Columnist: Abugri, George Sydney

Nana Bonsam and the noisy crowd.

By George Sydney Abugri

The traffic cop flags down the cabbie: Stop! Park! The cabbie says “officer…” and leaves the word hanging in the morning air. Quick. Quick. Hurry up, my friend, says the cop. “Officer…” repeats the cabbie. This time, two palms meet. Carry on. Carry on, says the cop. The cabbie moves…

A private saloon car is approaching. The cop flags down the motorist. Stop! Park! Welcome to our great republic where language is a figure of speech and what you see, is often not what you see at all. I shall be telling you about another cab driver from Nungua near Accra in a jiffy…

The news as reported by Classic FM in Techiman this week, is that a traditional sorcerer called Nana Bonsam, has warned that any bandit who snatches a ballot box during next year’s elections will die “instantly.”
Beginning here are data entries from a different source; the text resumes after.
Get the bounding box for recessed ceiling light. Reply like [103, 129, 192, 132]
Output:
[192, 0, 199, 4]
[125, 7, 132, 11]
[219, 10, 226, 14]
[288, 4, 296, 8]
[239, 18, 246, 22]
One of the big foot soldier chaps with chests like barrels of crude oil and biceps like timber tree trunks, storms a polling station on a motor bike, brandishing giant fists and machetes. He grabs a big box full of sweet political power-winning ballot papers and tries to scoot with the polling loot. Before he can take the first step, he drops dead. Very, very dead, Jomo.

Wow. That would be really cool, as the teenagers say. That should keep the NDC, the NPP, the Electoral Commissioner and all and sundry very happy!

On second thought, Jomo, methinks it will take more than a traditional sorcerer’s metaphysical threat of instant death to keep trouble makers at bay and pull off a peaceful national election next year.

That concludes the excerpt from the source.